Ecology Haunted House Camp
Mon, Sep 30
|Ocean Springs
Calling Pascagoula-Gautier middle school students for a FREE five-day art and science camp during District Fall Intercession.
Time & Location
Sep 30, 2024, 9:00 AM – Oct 04, 2024, 4:00 PM
Ocean Springs, 510 Washington Ave, Ocean Springs, MS 39564, USA
About The Event
MON, SEP 30 - FRI, OCT 4 | 9AM-4PM DAILY | Walter Anderson Museum of Art in Ocean Springs, MS
Calling Pascagoula-Gautier middle school students for a FREE five-day art and science camp during the District's Fall Intercession.
Free Registration includes drinks, snacks, and up to $150 travel stipend for mileage given at the end of the week. Lunch not included, so please bring your own!
Multidisciplinary artist Molly Shea works with students to construct Strange Planet, a haunted house inspired by ecological terrors that plague the coast. Projects include character construction, installation art, painting, and science-art hybrid practices.
Over the course of a weeklong engagement, students will construct an immersive nature-inspired installation at the Walter Anderson Museum of Art that creates a contained space for meditation, reflection, and performance. Inspired by Walter Anderson’s mural-covered “Little Room”—the artist’s private space that conceptualized a never-ending day through a kaleidoscopic composition of coastal flora and fauna—Strange Planet encourages mindfulness and directed action in the face of uncertain climate threat. Strange Planet contains multi-dimensional and multimedia depictions of coastal landscapes, animals, and plants, informed by conversations with naturalists, scientists, and community advocates. Once constructed, the public will be invited to enter and interact with the structure, further activated through student performances and community dialogue.
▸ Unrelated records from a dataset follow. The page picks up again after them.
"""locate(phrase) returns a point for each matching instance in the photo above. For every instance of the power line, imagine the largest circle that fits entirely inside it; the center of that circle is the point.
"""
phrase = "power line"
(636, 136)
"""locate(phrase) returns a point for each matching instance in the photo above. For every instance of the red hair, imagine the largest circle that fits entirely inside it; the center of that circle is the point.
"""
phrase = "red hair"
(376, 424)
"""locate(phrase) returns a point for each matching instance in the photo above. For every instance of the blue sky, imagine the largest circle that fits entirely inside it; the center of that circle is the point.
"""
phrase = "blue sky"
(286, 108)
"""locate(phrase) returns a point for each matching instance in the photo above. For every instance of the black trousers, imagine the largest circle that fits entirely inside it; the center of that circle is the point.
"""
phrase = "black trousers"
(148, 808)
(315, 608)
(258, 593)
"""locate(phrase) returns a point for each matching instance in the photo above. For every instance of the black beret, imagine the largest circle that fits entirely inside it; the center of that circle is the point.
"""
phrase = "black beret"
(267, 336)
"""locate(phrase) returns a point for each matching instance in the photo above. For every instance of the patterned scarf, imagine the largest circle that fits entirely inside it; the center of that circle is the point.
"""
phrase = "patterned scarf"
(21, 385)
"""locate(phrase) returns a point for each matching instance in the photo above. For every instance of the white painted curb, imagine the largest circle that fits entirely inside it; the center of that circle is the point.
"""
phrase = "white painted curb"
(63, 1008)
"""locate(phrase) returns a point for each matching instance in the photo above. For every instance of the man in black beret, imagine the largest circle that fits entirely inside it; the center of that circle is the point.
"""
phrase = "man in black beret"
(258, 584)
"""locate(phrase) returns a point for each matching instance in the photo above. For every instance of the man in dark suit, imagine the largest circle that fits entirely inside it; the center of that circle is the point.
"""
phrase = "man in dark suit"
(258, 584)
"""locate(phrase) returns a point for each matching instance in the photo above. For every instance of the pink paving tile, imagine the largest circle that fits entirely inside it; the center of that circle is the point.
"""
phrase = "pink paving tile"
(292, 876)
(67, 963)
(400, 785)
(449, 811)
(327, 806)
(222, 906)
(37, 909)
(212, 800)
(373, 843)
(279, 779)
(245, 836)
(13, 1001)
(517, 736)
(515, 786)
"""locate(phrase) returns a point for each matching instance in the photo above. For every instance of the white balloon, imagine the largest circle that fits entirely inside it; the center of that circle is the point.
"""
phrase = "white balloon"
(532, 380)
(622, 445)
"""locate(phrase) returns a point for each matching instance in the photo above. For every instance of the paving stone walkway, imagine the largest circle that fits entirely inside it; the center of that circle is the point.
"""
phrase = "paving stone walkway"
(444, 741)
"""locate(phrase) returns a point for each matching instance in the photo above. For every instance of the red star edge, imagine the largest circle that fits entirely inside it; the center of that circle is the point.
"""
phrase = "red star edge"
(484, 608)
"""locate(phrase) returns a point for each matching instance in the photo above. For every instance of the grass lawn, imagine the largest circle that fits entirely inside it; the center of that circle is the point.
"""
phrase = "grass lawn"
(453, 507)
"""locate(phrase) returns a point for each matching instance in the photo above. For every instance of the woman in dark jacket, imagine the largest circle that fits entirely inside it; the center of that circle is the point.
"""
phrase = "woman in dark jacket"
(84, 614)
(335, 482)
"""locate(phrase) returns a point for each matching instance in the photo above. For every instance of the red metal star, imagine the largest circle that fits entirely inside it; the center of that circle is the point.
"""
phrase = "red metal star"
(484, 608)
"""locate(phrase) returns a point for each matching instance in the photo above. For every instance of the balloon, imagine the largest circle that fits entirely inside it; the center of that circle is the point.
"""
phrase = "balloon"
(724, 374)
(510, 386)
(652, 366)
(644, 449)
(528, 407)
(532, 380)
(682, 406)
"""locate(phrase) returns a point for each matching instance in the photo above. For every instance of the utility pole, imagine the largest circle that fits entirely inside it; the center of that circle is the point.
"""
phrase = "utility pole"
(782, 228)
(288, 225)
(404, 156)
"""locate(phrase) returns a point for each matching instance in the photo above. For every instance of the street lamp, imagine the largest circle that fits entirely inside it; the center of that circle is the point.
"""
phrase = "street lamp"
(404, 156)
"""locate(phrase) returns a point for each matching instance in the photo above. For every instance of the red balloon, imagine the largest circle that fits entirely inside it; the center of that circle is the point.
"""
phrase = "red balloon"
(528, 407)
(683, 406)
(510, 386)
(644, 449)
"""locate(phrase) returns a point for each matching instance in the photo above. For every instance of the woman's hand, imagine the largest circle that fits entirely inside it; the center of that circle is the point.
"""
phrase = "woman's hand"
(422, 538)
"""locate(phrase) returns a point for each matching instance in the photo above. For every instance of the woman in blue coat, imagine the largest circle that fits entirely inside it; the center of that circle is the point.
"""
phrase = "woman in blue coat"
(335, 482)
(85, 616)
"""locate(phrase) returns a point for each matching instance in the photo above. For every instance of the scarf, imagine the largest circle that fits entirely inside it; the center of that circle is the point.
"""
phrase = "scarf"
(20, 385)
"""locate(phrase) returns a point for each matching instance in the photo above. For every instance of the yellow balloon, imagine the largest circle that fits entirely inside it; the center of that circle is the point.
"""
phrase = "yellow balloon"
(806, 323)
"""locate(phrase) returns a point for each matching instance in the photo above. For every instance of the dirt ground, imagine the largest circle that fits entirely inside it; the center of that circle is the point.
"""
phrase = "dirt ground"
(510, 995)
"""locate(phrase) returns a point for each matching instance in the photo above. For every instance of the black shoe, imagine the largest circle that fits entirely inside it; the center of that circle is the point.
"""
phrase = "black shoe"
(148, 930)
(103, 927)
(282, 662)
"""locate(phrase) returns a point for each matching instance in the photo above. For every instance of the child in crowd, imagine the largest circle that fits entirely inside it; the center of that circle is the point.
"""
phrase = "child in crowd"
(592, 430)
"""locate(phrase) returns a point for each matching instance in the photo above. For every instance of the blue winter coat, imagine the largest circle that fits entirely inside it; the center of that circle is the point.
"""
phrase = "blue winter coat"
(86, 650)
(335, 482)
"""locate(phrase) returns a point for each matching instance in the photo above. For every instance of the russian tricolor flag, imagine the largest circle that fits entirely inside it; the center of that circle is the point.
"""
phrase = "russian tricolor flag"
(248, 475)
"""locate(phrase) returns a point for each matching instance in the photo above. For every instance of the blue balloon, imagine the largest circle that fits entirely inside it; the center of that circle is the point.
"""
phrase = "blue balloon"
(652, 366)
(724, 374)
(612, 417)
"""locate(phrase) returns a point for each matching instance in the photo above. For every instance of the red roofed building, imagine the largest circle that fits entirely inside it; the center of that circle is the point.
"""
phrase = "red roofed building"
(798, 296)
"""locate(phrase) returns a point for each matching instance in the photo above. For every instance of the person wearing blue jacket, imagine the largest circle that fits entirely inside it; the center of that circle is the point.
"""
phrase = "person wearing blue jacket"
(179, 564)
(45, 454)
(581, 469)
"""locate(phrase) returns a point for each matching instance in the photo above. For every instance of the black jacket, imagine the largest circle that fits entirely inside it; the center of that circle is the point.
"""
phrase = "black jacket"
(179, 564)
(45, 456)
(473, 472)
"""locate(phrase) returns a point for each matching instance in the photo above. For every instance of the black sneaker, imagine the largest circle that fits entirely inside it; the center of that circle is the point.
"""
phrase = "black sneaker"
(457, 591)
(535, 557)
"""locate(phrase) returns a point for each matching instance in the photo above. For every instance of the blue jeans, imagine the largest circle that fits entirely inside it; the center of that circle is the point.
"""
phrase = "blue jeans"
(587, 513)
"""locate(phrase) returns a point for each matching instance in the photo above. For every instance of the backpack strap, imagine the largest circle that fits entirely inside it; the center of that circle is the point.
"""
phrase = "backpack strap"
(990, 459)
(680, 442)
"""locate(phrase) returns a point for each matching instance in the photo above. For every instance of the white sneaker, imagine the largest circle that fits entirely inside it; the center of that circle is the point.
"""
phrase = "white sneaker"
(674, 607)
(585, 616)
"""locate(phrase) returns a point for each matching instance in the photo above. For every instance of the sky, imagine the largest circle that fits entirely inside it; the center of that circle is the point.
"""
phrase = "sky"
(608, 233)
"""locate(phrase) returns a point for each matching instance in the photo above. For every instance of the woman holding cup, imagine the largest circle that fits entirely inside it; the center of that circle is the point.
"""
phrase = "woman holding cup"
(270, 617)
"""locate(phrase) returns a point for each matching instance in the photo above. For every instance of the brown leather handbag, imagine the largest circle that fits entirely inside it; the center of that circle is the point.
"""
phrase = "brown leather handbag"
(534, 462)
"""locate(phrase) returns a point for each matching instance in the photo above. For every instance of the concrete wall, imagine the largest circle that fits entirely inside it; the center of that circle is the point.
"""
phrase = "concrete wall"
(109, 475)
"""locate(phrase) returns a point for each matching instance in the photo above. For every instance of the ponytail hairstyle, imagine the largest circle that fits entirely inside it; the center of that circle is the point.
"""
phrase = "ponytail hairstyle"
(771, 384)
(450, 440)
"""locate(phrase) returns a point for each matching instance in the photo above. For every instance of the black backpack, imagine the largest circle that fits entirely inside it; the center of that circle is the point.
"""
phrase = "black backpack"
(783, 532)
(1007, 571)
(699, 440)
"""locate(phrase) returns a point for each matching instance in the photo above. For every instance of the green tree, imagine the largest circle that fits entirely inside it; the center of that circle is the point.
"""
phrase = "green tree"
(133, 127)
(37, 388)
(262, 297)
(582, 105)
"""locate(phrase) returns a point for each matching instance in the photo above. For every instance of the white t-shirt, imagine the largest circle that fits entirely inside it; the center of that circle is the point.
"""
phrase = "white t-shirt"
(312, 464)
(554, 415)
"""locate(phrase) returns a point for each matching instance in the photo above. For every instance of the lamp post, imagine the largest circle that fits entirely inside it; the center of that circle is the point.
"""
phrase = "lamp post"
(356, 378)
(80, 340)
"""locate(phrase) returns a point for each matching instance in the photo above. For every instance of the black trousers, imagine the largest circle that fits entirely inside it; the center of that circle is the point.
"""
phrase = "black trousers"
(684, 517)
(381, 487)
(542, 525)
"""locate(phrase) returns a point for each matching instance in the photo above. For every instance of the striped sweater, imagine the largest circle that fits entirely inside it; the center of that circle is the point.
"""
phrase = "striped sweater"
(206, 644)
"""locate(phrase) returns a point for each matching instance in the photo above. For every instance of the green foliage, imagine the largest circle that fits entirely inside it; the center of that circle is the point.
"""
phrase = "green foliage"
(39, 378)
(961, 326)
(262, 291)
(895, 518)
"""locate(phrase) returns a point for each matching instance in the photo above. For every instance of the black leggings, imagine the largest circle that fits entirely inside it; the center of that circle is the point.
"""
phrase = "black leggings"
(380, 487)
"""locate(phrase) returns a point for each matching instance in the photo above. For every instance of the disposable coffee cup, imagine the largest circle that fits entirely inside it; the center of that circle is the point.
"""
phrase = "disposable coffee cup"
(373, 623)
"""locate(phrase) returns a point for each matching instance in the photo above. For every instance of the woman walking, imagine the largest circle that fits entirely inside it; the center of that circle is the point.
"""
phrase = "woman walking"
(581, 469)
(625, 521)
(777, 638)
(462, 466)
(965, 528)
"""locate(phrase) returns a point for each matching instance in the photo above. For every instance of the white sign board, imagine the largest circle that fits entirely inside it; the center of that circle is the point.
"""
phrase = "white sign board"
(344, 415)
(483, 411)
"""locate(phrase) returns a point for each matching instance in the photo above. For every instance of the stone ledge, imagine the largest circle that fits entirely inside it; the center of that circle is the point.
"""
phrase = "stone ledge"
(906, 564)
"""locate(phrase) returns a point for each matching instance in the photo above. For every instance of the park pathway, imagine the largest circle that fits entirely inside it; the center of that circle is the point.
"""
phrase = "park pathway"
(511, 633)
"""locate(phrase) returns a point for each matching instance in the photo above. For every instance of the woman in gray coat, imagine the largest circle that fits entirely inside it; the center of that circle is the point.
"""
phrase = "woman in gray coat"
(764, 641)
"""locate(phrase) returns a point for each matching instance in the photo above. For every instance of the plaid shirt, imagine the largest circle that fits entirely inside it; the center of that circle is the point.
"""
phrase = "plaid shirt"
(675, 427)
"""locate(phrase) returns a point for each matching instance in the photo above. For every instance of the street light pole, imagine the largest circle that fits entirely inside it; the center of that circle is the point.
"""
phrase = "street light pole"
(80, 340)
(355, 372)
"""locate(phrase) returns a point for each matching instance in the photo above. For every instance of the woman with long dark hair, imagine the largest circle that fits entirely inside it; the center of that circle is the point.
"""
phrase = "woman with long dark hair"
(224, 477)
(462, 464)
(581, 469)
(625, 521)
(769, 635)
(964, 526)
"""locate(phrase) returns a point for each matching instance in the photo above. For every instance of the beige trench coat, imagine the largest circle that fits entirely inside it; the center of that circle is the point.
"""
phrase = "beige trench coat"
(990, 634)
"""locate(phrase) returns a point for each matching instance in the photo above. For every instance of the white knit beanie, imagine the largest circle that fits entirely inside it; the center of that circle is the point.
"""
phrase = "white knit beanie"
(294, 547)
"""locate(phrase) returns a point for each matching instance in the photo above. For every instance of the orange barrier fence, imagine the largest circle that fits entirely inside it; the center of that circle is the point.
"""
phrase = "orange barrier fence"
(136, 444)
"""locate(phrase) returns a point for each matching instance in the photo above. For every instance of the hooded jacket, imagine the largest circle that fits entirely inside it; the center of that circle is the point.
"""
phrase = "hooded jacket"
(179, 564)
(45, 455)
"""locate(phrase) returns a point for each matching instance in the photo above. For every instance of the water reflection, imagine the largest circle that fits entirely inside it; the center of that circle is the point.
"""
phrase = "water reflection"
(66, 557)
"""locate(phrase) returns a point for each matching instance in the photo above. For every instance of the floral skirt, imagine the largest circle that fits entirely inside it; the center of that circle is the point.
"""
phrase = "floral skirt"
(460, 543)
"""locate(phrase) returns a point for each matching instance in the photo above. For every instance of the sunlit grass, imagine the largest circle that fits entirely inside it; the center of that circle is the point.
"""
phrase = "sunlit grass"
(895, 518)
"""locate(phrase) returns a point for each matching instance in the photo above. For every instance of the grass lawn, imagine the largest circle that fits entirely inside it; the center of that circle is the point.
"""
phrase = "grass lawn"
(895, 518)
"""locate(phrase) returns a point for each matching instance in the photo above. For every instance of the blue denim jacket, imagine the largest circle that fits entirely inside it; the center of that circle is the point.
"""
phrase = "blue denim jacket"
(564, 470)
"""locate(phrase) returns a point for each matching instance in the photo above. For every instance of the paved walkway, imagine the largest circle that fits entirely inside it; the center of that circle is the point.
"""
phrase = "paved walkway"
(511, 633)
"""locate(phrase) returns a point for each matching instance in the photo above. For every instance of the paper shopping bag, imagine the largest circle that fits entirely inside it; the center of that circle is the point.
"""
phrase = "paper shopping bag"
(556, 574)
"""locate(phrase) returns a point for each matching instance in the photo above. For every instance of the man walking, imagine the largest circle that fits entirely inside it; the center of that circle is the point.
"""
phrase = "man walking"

“I am continuously arriving from some strange planet and everything I see is new and strange. When I feel the beauty of a flower or the trunk of a tree I am at once inducted into a world of three dimensions and have a sense of form which is the opposite of artificial forms and conventions.” —Walter Inglis Anderson (1903-1965)
About the artist
Molly Jo Shea (b. 1989) is a first generation Los Angelino, now living in Mississippi. She is a performer, ceramicist, and part-time con man. She received her master’s degree at Cal Arts in integrated media in 2019 and her BFA from the School of the Art Institute of Chicago in sculpture and new media. When she is not trying to learn how to fish by the casinos in Biloxi, she’s training to squash watermelons with her thighs and is Miss Information at the Ohr-O’Keefe Museum of Art.
Made possible with funding from the National Academy of Sciences and Ingalls Shipbuilding.